En rêve, tu arranges tout. Les gens deviennent tels que tu les voudrais, et ils font ce que tu ordonnes. Aucune limite aux substitutions ne t’est imposée. Pour un temps il semble que le monde t’ait été donné pour que tu en fasses ce que tu souhaites. Tu ne te rends pas compte que tu l’attaques, que tu essaies d’en triompher et de le mettre à ton service.

Les rêves sont des crises de colère perceptuelles, dans lesquelles tu hurles littéralement : «Je le veux ainsi!» Et ainsi il semble en être. Et pourtant le rêve ne peut pas échapper à son origine. La colère et la peur le pénètrent et en un instant l’illusion de satisfaction est envahie par l’illusion de terreur. Car le rêve de ton aptitude à contrôler la réalité en lui substituant un monde que tu préfères est terrifiant. Tes tentatives pour effacer la réalité sont très apeurantes, mais cela tu n’es pas prêt à l’accepter. Alors tu lui substitues le fantasme que c’est la réalité qui est apeurante, et non ce que tu voudrais lui faire. Et ainsi la culpabilité est rendue réelle.

Les rêves te montrent que tu as le pouvoir de faire un monde tel que tu le voudrais; et que parce que tu le veux, tu le vois. Et tant que tu le vois, tu ne doutes pas qu’il est réel. Or voici un monde, manifestement au-dedans de ton esprit, qui semble être à l’extérieur. Tu n’y réponds pas comme si c’était toi qui l’avais fait, et tu ne te rends pas compte non plus que les émotions que le rêve produit doivent venir de toi. Ce sont les figures dans le rêve et ce qu’elles font qui semblent faire le rêve. Tu ne te rends pas compte que tu les fais passer à l’acte pour toi, car si tu t’en rendais compte la culpabilité ne serait pas la leur et l’illusion de satisfaction disparaîtrait. En rêve, ces traits ne sont pas obscurs. Tu sembles te réveiller, et le rêve a disparu.
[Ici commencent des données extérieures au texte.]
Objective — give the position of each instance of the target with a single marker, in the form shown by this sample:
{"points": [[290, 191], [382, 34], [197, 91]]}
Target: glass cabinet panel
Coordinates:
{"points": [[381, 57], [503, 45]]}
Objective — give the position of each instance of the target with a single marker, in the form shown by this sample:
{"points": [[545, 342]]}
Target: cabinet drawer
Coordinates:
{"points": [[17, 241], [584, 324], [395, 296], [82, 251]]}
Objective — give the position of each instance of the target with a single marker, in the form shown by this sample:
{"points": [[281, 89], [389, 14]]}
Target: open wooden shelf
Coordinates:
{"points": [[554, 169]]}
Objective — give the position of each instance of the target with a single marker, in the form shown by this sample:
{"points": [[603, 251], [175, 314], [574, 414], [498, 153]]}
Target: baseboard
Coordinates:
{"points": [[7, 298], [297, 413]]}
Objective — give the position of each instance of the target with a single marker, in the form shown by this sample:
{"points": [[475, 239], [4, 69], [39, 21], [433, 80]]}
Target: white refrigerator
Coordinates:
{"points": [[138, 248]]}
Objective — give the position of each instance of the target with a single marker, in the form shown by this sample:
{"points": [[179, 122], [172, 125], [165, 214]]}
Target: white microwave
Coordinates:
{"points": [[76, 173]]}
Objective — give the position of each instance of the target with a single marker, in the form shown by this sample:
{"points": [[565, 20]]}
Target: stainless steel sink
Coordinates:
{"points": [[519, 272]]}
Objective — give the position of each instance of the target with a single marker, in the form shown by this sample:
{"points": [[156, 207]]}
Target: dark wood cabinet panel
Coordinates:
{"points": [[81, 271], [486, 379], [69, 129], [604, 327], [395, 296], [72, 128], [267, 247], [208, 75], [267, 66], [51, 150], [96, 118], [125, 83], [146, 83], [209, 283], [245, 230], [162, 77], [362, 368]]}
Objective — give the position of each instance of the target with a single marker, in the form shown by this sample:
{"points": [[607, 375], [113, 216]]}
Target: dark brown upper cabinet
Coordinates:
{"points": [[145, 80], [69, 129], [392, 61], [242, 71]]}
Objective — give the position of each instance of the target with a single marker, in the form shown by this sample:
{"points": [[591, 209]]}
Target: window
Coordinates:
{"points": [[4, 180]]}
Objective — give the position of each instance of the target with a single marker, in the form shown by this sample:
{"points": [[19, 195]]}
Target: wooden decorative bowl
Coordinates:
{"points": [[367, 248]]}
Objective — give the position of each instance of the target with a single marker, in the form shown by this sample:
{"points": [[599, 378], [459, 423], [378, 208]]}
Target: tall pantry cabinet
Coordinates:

Or ce que tu manques de reconnaître, c’est que ce qui a causé le rêve n’a pas disparu avec lui. Le souhait te reste de faire un autre monde qui n’est pas réel.
Et ce à quoi tu sembles t’éveiller n’est qu’une autre forme de ce même monde que tu vois en rêve. Tout ton temps se passe à rêver. Tes rêves endormis et tes rêves éveillés ont des formes différentes, mais c’est tout. Leur contenu est le même.